Dat die je van pas komen geloof ik graag,
Mij echter liggen ze zwaar op de maag.
- Ik durf er mijn hoofd om te verwedden,
Dat jij het met dertig dukaten zult redden,
Maar die laatstgenoemde tien Louis d’or
Komen me hoogst overbodig voor.
- Ook wens ik niet voor je in te springen
Bij die diefstal van veertien zilverlingen,
Besef dat zulk inspringen pijnlijker is
Voor mij dan voor jou het vermeende gemis.
- En de troost die je mij daarbij komt verkopen:
(Dat ze die dief zomaar op moeten knopen)
Is hoogst onchristelijk en hardvochtig,
Want misschien betert die anonymus toch zich.
- Daarom (onder ons) informeer ik je even
Dat wij in een tijd van Verlichting leven,
Waardoor, goddank, menigeen blijft gespaard
Voor Justitia’s ooit zo vlijmscherpe zwaard.

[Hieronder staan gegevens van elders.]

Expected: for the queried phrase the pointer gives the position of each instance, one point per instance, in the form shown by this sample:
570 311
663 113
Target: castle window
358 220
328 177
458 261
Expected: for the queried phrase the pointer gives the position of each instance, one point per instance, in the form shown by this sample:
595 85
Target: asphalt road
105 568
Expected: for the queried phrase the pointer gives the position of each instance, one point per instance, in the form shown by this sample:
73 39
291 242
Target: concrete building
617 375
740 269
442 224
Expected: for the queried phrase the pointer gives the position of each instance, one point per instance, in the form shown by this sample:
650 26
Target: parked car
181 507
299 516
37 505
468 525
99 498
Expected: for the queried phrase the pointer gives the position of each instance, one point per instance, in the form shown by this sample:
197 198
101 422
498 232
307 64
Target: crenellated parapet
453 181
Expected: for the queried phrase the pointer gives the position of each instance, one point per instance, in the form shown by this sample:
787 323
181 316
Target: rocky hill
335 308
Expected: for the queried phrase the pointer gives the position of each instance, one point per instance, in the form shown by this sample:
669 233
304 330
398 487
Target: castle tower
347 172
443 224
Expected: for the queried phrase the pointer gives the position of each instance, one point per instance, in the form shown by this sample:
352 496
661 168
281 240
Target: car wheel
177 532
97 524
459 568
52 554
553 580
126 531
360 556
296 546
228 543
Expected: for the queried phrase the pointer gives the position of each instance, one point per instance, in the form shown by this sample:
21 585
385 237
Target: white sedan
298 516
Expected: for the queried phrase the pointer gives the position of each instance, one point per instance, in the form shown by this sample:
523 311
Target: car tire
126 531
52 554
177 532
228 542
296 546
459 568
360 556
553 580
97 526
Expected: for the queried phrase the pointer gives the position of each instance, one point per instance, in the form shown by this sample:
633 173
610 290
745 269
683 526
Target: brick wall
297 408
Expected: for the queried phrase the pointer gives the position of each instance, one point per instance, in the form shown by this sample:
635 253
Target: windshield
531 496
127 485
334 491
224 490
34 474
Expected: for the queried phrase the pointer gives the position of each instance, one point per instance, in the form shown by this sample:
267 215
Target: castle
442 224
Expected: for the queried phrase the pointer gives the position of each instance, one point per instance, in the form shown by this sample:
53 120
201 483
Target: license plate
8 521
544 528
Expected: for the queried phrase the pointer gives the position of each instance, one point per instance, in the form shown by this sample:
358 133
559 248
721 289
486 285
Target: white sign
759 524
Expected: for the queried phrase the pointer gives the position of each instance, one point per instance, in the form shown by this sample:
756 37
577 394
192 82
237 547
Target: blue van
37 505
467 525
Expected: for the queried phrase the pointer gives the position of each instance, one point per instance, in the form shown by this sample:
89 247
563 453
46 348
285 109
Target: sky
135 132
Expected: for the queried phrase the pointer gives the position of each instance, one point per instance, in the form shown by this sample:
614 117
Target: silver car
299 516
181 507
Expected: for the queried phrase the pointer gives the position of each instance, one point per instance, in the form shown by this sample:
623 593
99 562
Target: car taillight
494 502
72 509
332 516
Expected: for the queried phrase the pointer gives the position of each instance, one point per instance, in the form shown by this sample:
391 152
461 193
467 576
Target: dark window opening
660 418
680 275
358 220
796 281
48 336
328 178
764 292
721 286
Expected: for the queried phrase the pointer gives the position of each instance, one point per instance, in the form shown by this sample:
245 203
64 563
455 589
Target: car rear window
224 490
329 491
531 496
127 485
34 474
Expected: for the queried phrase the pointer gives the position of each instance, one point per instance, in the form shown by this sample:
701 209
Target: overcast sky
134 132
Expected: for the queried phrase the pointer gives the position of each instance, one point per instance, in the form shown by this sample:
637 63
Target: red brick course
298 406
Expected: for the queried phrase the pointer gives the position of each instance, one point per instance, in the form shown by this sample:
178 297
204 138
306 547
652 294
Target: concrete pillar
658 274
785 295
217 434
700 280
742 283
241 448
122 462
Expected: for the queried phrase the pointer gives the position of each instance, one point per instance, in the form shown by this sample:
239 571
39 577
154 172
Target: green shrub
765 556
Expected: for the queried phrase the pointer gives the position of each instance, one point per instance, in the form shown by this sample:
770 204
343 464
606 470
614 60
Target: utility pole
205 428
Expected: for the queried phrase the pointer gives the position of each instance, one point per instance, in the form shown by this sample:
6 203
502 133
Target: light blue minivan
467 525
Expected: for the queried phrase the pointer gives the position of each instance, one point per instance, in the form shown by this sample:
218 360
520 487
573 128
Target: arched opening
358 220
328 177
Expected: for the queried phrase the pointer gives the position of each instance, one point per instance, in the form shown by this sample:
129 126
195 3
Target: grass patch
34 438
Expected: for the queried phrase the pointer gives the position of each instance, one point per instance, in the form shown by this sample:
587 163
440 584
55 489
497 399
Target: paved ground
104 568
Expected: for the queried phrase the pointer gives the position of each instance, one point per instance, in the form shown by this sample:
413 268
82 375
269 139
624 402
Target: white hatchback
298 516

- Voor het stelen van zulke kleine bedragen
Hoeft niemand te hangen in onze dagen,
Ik ken hier in Schildburg menig heer
Die straffeloos wegkwam met veel méér.
- Als jij in de toekomst toch geld wilt sparen,
Dan zul je het veiliger moeten bewaren,
Want op niets wordt heden meer prijs gesteld
Dan op het eigen en op andermans geld.
- Kijk naar je moeder en mij, hoe wij zorgen
Dat ons geld altijd safe ligt opgeborgen,
En houden daarbij ook bij dag en bij nacht
Oplettend en nauwgezet de wacht.
- Maar om je financiën te saneren,
Zal ik nog één keer mijn beurs omkeren;
Ik stuur je die dertig dukaten op
In bijgaande aparte envelop.
- Maar wat ik je tevens te kennen wil geven
Is dat we nu magere jaren beleven,
Het valt me in toenemende mate zwaar
Zo’n geldsom te krijgen bij elkaar.
- De rijke handel behoort tot het verleden,
Want de mensen hebben niets te besteden
En mijn raadsvergoeding schuift ook niet veel,
Ik zit hier dus waarlijk niet op fluweel
- En wil je zeer dringend hierbij adviseren
De universiteit de rug toe te keren:
Want zo lang als je daar nu al bivakkeert,
Ben je toch zeker wel uitgeleerd.
- Het strookt allerminst met mijn belangen
Als je daar nog langer zou blijven hangen;
Ik word anders nog een armlastig man
Die dat niet langer bekostigen kan.
- Weet dat wij allen oprecht verlangen
Je hier als geleerde zoon te ontvangen,
Vooral ook voor je moeder is
Je thuiskomst een blijde gebeurtenis.
- Ik had je graag nog wat nieuwtjes geschreven,
Maar alles is hier bij het oude gebleven;
Ikzelf breng nog altijd van vroeg tot laat
Mijn tijd grotendeels door in de Raad.
- Dankzij de in onze raadsvergaderingen
Met meerheid besloten veranderingen
Werkt nu de politie weer efficiënt.
Qua organisatie en management.
- Je moeder had heel lang last met haar tanden,
Maar een wonderdokter uit verre landen
Die hier laatst op de markt verscheen
Heeft ze getrokken, een voor een.
- Je zuster Gertrud heeft nu een vrijer,
Hij is procurator en heet mijnheer Geier,
Dat speelde al geruime tijd,
En Gertrud is al ver uitgedijd.
- Onze dominee heeft prostaatproblemen
Die wellicht een fatale wending nemen;
Ontvalt ons ooit die rechtschapen man,
Word jij misschien onze dominee dan.
- Van Liesbeth, dat lieve kind van de buren,
Moest ik je ook een groetje sturen;
Haar ouders zijn rijk en ze lijkt me voor jou
Daarom de perfecte domineesvrouw,
- Ook krijg je bij dezen ondertussen
De groeten van al je broers en zussen,
Je schreef gelukkig veel positiefs,
Dus ook namens hen hierbij heel veel liefs.
- Was getekend je liefhebbende vader,
Hans Jobs, pro tempore senater.
P.S. Ik was zeer verguld met je brief,
Maar begin niet weer over geld asjeblief.”